I am not afraid of any disease, she wrote in 1883. Hence it would be my greatest delight to minister even to the abandoned lepers of Molokai.

And so she did. She and her sisters cared for the dying St. Damien, assuring him that his work with those who had contracted the dread disease would continue after his death. She finally achieved real safety for the women and girls on the island by establishing schools and hospitals just for them. She brought games, and laughter, and fun.

The most compelling thing about her for me is how beautiful she was, and how celebrated she is in Hawaii. A visitor to Molokai is immediately greeted by a large, framed photograph of this smiling, radiant Franciscan sister.  Throughout the Hawaiian Islands (where her sisters still minister) her lovely face, shrouded in the white coif and wimple of the 19th century habit, is celebrated on key chains, tins of macadamia nuts, and even beer mugs. She and her sisters are beloved, and the Hawaiians want the world to know about them.

Jesus warned the man he cured of leprosy to tell no one.  Instead, he broadcast it far and wide. When the love of Christ overshadows you, even the remotest parts of the Hawaiian Islands shout for joy.

What ways have you found to reach out to modern-day lepers?

Kathy McGovern ©2024

Fifth Sunday in Ordinary Time – Cycle B

3 February 2024

Reflecting on Mark 1: 29 -39

Everyone in looking for you, Jesus. And it didn’t take long. Immediately—a favorite word of Mark’s gospel, appearing over seventy times—after Jesus’ first miracle in Mark, when he cured Simon’s mother-in-law with his touch, crowds descended on him. “The whole town” appeared at his doorstep that evening, and he healed many of the sick, and drove out demons.

We can imagine.
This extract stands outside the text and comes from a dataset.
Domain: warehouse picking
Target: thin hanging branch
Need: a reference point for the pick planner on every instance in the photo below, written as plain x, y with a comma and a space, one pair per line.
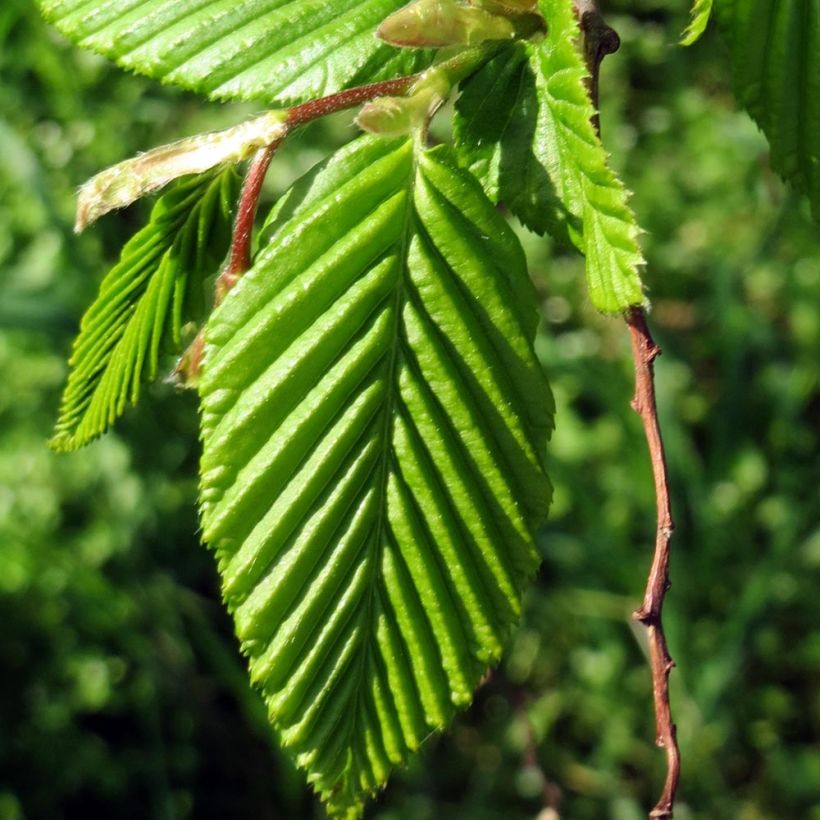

The mental and physical ailments that make all of us miserable at some point in our lives cause us to cry out every day to Jesus, the Healer. Mark’s gospel abounds with miracles, so much so that I once had a student leave the study of Mark because it was too painful to see all those people being healed, while her daughter suffered terribly every day.
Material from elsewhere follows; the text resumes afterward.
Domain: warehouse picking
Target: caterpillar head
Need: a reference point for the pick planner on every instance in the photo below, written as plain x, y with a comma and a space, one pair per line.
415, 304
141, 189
I often think, as I read the accounts of Jesus’ miracles, that there is something about the encounter with the afflicted one that triggers his ability to heal. What was it about Simon’s mother-in-law that stirred so much compassion in Jesus that, when he reached for her, the fever left her immediately?
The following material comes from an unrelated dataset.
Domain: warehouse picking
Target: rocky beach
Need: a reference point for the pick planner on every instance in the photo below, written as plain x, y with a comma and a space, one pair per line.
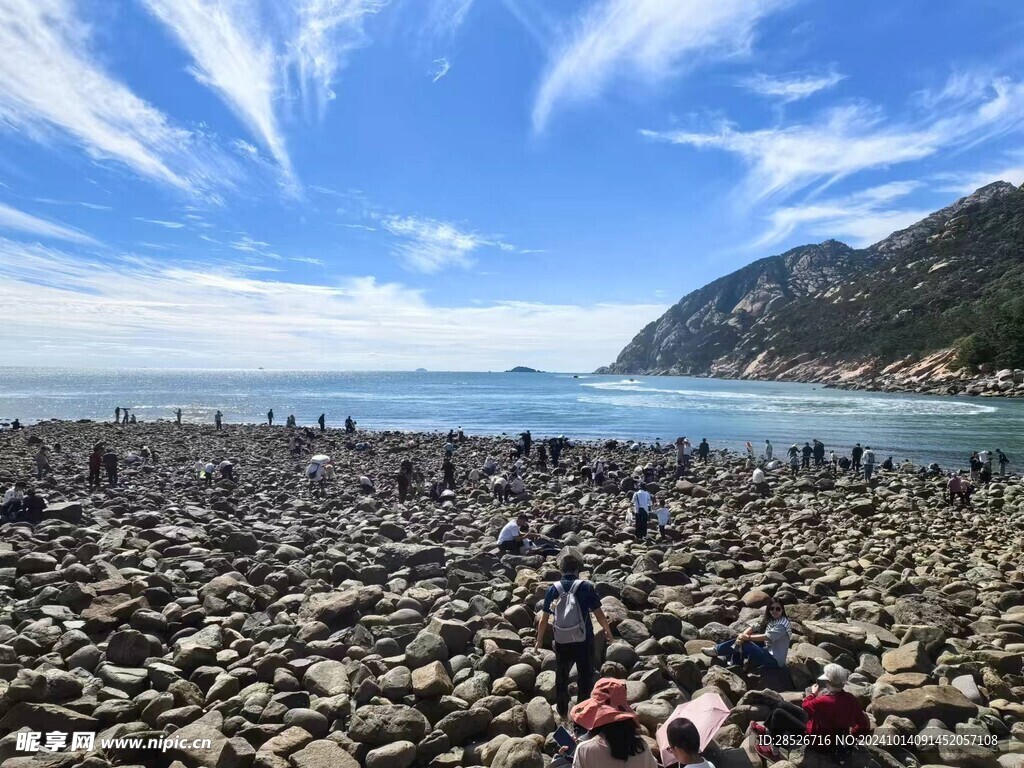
296, 627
Throughout this Year of Mark we’ll see Jesus wage many battles with demons. Who knows what the ancients thought demons were? Today we assign the idea of demons to the many vagaries of mental illness—depression, bipolar disease—or brain diseases, like epilepsy.

But not so fast. I’ll always remember Sr. Macrina Scott, OSF, the innovative founder of the Denver Catholic Biblical, after she returned from teaching in Africa. She had always believed that the biblical demons were probably the mental illnesses of today. And then she witnessed exorcisms! And actual demons roaring out of their victims!

Everyone is looking for you, Jesus.

What healings have you experienced in your life?